Sugar Institute, Inc. v. United StatesAnnotate this Case
297 U.S. 553 (1936)
U.S. Supreme Court
Sugar Institute, Inc. v. United States, 297 U.S. 553 (1936)
Sugar Institute, Inc. v. United States
Argued February 3, 4, 1936
Decided March 30, 1936
297 U.S. 553
1. The restrictions of the Sherman Anti-Trust Act are aimed against such restraints of interstate commerce as are unreasonable. P. 297 U. S. 597.
2. The Act does not forbid cooperative adoption by competitors of reasonable means to protect their trade from injurious practices and to promote competition on a sound basis, and such legitimate cooperation is not limited to the removal of evils which are in themselves infractions of positive law. P. 297 U. S. 598.
3. The mere fact that correction of abuses in a business by cooperative action of those competing in it may tend to stabilize the business, or to produce fairer price levels, does not stamp their action as unreasonable restraint of trade. P. 297 U. S. 598.

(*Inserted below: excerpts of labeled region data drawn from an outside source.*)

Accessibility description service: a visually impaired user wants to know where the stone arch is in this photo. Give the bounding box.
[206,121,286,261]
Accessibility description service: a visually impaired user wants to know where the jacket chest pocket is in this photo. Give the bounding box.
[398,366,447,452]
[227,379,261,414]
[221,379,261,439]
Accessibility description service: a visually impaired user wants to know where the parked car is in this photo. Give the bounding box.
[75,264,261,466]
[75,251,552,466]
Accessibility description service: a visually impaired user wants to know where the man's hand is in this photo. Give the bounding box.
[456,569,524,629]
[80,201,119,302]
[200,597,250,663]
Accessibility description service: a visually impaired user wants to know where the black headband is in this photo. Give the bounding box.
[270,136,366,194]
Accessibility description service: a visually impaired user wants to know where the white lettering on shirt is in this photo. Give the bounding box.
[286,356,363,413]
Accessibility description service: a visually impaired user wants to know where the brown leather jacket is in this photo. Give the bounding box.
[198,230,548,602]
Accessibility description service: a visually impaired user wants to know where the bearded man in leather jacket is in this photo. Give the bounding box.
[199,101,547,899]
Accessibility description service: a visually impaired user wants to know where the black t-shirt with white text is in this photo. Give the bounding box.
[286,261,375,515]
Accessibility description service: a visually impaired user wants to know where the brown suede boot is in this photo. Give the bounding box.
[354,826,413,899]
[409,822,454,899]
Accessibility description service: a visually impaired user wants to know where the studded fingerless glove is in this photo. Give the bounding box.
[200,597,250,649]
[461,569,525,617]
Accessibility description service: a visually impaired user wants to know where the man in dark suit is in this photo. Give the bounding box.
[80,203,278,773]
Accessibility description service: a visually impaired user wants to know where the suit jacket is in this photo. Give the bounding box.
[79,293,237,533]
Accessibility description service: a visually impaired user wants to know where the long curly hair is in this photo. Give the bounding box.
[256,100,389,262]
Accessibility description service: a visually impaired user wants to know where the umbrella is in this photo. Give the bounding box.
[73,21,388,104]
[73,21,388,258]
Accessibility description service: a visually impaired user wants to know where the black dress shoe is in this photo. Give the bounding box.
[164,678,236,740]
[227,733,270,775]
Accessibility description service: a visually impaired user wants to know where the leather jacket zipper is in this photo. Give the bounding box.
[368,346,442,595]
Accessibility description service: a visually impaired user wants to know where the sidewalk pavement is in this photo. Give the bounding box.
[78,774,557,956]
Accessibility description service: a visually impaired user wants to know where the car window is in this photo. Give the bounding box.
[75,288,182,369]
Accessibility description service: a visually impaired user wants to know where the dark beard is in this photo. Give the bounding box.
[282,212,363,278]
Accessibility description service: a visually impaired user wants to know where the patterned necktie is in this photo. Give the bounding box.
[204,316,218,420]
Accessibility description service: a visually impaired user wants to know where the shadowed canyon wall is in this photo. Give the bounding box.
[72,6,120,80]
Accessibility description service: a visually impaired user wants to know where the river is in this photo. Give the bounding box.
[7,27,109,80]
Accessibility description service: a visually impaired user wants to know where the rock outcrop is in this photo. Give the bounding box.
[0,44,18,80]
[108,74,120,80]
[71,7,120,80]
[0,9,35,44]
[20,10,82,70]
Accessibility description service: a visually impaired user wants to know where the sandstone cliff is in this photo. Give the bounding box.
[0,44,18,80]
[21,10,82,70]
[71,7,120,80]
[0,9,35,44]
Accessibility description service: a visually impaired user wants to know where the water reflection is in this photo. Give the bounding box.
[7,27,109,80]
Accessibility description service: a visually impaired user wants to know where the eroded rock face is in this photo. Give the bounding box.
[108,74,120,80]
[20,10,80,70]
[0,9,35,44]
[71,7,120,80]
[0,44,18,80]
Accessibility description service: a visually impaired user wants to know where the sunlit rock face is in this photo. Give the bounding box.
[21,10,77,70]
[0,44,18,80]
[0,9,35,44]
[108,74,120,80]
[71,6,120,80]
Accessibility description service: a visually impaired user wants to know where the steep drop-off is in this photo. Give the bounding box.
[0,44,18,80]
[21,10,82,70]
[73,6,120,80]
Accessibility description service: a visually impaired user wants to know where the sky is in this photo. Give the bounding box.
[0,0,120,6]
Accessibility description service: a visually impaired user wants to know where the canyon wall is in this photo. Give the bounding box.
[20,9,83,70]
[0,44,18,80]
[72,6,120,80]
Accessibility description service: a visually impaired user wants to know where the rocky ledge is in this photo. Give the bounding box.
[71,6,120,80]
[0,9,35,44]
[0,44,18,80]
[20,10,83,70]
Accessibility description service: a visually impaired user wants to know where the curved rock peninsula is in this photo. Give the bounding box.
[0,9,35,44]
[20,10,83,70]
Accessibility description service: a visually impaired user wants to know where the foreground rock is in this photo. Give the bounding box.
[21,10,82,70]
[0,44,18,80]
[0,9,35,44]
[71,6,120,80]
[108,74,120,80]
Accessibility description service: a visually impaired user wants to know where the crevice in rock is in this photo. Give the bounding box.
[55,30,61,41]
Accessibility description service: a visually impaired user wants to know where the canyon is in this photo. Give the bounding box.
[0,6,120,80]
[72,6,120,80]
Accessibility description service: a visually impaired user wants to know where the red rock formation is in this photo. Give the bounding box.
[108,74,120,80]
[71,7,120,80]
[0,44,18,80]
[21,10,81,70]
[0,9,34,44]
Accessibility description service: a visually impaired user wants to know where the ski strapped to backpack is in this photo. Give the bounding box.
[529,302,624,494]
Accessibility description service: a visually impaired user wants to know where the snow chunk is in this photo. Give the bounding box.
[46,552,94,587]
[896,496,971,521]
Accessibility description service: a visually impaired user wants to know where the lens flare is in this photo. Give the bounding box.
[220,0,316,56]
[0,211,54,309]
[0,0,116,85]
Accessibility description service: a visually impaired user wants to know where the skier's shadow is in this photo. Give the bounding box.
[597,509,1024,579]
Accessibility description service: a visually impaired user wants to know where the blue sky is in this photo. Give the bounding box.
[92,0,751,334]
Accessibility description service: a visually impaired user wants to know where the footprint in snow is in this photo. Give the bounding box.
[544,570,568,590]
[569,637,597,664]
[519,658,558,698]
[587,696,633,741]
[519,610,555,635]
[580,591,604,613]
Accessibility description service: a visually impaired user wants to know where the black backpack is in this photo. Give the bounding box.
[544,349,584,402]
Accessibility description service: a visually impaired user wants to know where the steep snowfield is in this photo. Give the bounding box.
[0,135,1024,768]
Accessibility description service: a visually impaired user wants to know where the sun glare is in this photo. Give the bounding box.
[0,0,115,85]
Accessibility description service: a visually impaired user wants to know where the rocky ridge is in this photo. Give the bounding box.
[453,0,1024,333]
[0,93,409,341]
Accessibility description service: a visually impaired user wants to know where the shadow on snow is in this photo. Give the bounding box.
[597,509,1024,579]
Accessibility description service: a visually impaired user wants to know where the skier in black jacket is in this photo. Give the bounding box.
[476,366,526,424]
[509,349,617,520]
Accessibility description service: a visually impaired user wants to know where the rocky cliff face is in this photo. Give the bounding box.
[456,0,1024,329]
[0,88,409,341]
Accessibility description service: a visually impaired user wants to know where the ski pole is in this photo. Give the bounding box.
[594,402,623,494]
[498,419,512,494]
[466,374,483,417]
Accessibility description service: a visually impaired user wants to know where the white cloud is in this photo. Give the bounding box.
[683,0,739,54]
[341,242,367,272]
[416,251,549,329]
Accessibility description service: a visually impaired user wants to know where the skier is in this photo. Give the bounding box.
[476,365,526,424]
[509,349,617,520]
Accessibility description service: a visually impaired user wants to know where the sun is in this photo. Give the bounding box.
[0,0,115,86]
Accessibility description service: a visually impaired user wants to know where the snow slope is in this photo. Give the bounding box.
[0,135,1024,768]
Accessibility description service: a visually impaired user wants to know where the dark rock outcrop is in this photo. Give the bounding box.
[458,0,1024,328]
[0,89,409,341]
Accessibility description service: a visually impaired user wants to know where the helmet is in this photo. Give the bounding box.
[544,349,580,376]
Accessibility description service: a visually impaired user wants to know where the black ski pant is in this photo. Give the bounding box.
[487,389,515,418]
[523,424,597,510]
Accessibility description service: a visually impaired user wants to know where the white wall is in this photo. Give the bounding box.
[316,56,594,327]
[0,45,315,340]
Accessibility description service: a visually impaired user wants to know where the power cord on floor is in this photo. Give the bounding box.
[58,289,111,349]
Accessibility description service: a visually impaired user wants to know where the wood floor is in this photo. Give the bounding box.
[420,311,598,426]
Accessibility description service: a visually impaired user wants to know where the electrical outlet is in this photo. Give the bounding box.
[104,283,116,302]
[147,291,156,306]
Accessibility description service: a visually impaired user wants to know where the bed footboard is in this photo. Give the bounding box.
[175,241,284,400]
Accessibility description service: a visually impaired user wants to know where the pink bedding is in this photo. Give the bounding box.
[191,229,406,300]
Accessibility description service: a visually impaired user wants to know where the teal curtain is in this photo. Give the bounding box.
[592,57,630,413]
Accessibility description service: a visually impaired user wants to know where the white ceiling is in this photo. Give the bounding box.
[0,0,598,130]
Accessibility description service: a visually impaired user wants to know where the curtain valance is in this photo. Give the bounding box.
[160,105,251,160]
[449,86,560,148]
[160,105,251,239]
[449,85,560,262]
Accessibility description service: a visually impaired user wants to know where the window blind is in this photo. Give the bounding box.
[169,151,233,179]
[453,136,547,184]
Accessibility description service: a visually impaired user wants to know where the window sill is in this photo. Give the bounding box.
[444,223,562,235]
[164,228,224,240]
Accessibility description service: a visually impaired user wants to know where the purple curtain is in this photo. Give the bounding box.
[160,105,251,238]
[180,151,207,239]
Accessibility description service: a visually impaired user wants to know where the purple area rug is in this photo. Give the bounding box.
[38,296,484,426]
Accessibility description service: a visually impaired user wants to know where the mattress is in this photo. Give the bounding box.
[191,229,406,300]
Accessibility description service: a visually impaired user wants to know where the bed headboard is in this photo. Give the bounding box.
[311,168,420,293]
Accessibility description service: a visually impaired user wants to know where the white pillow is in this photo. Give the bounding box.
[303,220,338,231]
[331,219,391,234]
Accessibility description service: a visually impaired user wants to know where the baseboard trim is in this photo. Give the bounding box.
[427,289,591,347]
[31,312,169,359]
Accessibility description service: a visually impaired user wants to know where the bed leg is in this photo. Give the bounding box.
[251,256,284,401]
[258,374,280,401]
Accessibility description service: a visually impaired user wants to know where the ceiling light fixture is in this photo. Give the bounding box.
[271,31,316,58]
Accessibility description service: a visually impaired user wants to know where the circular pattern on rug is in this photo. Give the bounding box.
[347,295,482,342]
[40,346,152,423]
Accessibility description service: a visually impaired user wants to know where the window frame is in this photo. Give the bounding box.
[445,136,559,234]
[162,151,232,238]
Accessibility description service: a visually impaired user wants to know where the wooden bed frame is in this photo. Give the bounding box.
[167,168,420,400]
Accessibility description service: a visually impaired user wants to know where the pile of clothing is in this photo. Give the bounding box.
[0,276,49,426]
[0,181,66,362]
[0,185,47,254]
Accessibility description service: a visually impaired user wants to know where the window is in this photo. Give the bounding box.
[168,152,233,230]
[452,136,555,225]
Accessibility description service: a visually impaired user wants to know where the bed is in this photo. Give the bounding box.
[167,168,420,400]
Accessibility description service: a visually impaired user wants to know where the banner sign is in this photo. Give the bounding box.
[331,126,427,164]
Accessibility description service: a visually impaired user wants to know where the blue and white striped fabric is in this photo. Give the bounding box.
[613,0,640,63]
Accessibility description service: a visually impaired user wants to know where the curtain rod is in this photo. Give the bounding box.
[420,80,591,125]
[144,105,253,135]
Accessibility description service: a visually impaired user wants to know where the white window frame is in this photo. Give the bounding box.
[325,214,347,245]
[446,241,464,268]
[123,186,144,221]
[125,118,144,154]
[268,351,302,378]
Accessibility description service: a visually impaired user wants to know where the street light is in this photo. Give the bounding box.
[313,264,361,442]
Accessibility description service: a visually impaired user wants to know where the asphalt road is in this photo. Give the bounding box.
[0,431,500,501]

4. But concerted action which produces unreasonable restraint cannot be justified by pointing to evils affecting the industry or to a laudable purpose to remove them. P. 297 U. S. 599.
5. While the collection and dissemination of trade statistics are in themselves permissible, and may be a useful adjunct of fair commerce, a combination to gather and supply information as part of a plan to impose unwarrantable restrictions on competition, as, for example, to curtail production and raise prices, is unlawful. P. 297 U. S. 599.
6. In applying the Sherman Act, each case demands a close scrutiny of its own facts, and questions of reasonableness are necessarily questions of relation and degree. P. 297 U. S. 600.
7. Fifteen companies, which refined nearly all of the imported raw cane sugar processed in this country and supplied from 70 to 80% of the refined sugar consumed in it, formed a trade association, called The Sugar Institute, ostensibly for the purpose of doing away with unfair merchandizing practices, especially the granting of secret concessions and rebates to customers, which had grown up in the trade. They agreed that all discriminations between customers should be abolished, and, to that end, that each company should publicly announce in advance its prices, terms, and conditions of sale and adhere to them strictly until it publicly changed them. They also agreed upon a number of supplementary restrictions (which are considered in detail in this opinion), among which were
(a) restrictions on the employment of brokers and warehousemen (infra,297 U. S. 587); (b) restrictions concerning transportation, absorption of freight charges, etc. (infra,297 U. S. 589); (e) limitation of the number of consignment points at which sugar was placed for distribution to surrounding areas and limitation of ports of entry to be used (infra,297 U. S. 591); (d) prohibition of long-term contracts and restriction of quantity discounts on sales to customers (infra,297 U. S. 593); (e) withholding from the purchasing trade of part of the statistical information collected by the Institute for its members and not otherwise available (infra,297 U. S. 596). Owing to the position of these refiners in the sugar industry, maintenance of competition between them was a matter of serious public concern, and, since refined sugar is a highly standardized product, that competition must relate mainly to prices, terms, and conditions of sales. The strong tendency toward uniformity of price resulting from the uniformity of the commodity made it the more important that such opportunities as existed for fair competition should not be impaired.
(1) The agreement and supporting requirements went beyond the removal of admitted abuses and imposed unreasonable restraints. P. 297 U. S. 601.
(2) The vice of the agreement was not in the mere open announcement in advance of prices and terms -- a custom previously existing which had grown out of the special character of the industry and did not restrain competition -- nor in the relaying of such announcements, but in the steps taken to secure undeviating adherence to the prices and terms announced, whereby opportunities for variation in the course of competition, however fair and appropriate, were cut off. P. 297 U. S. 601.
(3) In ending the restraint, the beneficial and curative agency of publicity should not be unnecessarily hampered; publicity of prices and terms should not be confined to closed transactions; if the requirement that there must be adherence to prices and terms openly announced in advance be abrogated and the restraints which followed that requirement be removed, the just interests of competition will be safeguarded, and the trade will still be left with whatever advantage may be incidental to its established practice. P. 297 U. S. 601.
(4) The refiners should be enjoined from gathering and disseminating among themselves exclusively statistical information which is not readily, fully, and fairly available to the purchasing and distributing trade, and in which that trade has a legitimate interest,
but the command should not be so broad as to include information in relation to the affairs of refiners which may rightly be treated as having a confidential character and in which distributors and purchasers have no proper interest. P.___.
15 F.Supp. 817 modified and affirmed.
Appeal from a decree of injunction in a suit by the Government under the Anti-Trust Act. The bill named as defendants an incorporated trade association called The Sugar Institute, the fifteen sugar refining corporations composing it, and various individuals. The decree below did not dissolve the Institute, as was prayed, but permanently enjoined the defendants from engaging in forty-five stated activities found to be in restraint of competition in the sugar trade.